Governo recua em temas de direitos humanos diante do avanço conservador

Disputa de religiosos em torno de temas morais alimenta polêmicas com Dilma desde a campanha eleitoral e vai exigir novos modos de debate pelo Planalto

São Paulo – Após menos de seis meses de governo Dilma Rousseff, com uma ameaça de crise política envolvendo um ministro-chave, os últimos 30 dias mostraram um avanço de setores conservadores e recuos do governo em temas relacionados a direitos humanos e ao meio ambiente.
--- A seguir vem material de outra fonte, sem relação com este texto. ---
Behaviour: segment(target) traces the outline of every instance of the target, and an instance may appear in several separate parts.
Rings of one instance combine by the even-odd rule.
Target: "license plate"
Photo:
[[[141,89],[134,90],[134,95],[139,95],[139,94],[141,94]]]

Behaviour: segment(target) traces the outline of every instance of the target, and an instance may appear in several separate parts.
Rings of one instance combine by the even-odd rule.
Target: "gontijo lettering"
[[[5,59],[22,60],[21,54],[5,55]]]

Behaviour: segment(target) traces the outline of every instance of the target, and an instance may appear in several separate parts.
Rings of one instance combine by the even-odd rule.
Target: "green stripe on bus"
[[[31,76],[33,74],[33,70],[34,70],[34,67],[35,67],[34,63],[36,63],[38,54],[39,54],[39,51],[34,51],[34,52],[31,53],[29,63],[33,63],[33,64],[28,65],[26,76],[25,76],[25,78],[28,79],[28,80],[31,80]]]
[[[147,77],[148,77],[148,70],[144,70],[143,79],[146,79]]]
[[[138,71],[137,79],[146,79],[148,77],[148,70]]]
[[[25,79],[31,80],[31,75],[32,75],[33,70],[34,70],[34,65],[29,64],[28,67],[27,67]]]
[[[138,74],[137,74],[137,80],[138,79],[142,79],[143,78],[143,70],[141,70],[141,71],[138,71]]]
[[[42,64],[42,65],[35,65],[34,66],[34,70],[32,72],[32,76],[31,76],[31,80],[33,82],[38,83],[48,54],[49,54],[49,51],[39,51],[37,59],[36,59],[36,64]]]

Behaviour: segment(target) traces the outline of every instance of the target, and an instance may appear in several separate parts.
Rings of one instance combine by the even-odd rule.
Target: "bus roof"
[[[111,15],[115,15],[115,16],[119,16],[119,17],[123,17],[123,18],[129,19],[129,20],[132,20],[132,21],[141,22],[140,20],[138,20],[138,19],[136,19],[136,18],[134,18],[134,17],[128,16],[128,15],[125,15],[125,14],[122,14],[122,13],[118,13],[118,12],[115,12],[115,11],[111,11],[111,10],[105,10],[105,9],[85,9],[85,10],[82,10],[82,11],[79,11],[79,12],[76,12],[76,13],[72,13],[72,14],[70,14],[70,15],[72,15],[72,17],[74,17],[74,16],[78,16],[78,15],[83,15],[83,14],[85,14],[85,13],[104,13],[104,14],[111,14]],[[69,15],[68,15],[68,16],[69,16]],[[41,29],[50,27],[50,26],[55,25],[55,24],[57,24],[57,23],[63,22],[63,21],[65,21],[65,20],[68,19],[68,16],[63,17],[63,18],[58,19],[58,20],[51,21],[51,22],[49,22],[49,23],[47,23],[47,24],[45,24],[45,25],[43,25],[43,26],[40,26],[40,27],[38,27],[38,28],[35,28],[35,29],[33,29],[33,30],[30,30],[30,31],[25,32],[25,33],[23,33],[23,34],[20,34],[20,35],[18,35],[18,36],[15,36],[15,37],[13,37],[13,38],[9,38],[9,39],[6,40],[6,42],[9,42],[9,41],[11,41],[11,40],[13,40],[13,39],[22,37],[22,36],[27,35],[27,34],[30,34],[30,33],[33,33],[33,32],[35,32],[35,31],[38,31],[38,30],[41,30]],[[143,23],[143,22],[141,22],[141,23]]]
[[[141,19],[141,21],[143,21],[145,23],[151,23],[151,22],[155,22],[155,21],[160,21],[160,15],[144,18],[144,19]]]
A parte mais visível da movimentação ocorre por dentro da própria base de apoio do governo no Legislativo.

O cientista político Leonardo Barreto, da Universidade de Brasília (UnB), credita esse avanço ao crescimento da bancada religiosa e entende que os parlamentares colocam as convicções de sua base eleitoral na frente de uma aliança política governista.

Há duas semanas o governo cedeu à pressão da bancada religiosa e cancelou a produção do kit anti-homofobia. O grupo ameaçava apoiar a convocação do ministro-chefe da Casa Civil, Antonio Palocci, para explicar sua evolução patrimonial dos últimos quatro anos.

Na terça-feira (31), o recuo envolveu o projeto de lei 122, que criminaliza a homofobia. A senadora Marta Suplicy (PT-SP) e Toni Reis, presidente da Associação de Lésbicas, Gays, Bissexuais e Transgêneros (ABLGT), encontraram-se com o senador Marcelo Crivella (PRB-RJ). Os apontamentos para tornar menos incisivos os termos do texto devem prevalecer e um novo projeto será apresentado.

Para explicar o recuo do governo em temas relacionadas aos Direitos Humanos, Barreto lembra que “se o governo perceber que a implementação da agenda voltada aos direitos humanos resultar em um perigo eleitoral para sí, haverá retrocesso”.

O blogueiro, apresentador e ativista da causa LGBT, André Fischer, vai no mesmo sentido. “(O governo) não tem peito para bancar questões referentes aos direitos humanos, muito pelo contrário, fica fazendo concessões a grupos fundamentalistas”, critica.

Questões relacionadas a direitos humanos ganham contornos de tabu para Dilma desde a campanha eleitoral de 2010. A então candidata do PT sofreu forte represália de grupos religiosos em torno do aumentos dos direitos aos homossexuais e temas como o aborto. A terceira edição do Programa Nacional de Direitos Humanos (PNDH-3), editada em forma de decreto em dezembro de 2009 e revisada em 2010, foi recuperada em diversos momentos da campanha para criticar a postulante governista ao cargo.

Para evitar a perda de votos do grupo, Dilma firmou uma carta direcionada a evangélicos garantindo que não tomaria “a iniciativa de propor alterações em temas concernentes à família e à livre expressão de qualquer religião no país”.

O cientista político avaliou que o fato de Dilma ter “assumido algumas posições conversadoras” durante a campanha, aliada ao momento frágil que o governo atravessa e ao mau planejamento adotado pelo Ministério da Educação (MEC) no projeto do kit anti-homofóbico, fizeram com que o governo não “arriscasse seu pescoço” defendendo as posições de uma esquerda liberal.

A senadora petista Marta Suplicy falou à Rede Brasil Atual e concordou que o MEC poderia ter dado mais explicações sobre o material. “O Ministério poderia ter feito um trabalho mais amplo contendo informações sobre como ele vai ser lançado, em quais tipos de escolas, qual o preparo, se os professores que trabalharão com isso serão assistidos”, explica.

Para Marta, o material “foi colocado ao público sem nenhum preparo de mídia”. A senadora enxerga que o kit “entrou na mídia de uma forma enviesada”, por isso a incompreensão das pessoas e a rejeição de um grande grupo.

A perspectiva de agir diferentemente a respeito depende da capacidade de Dilma se articular com a base. Barreto acredita que é possível, contanto, que o governo “demonstre uma capacidade de gerenciamento que não demonstrou até agora”.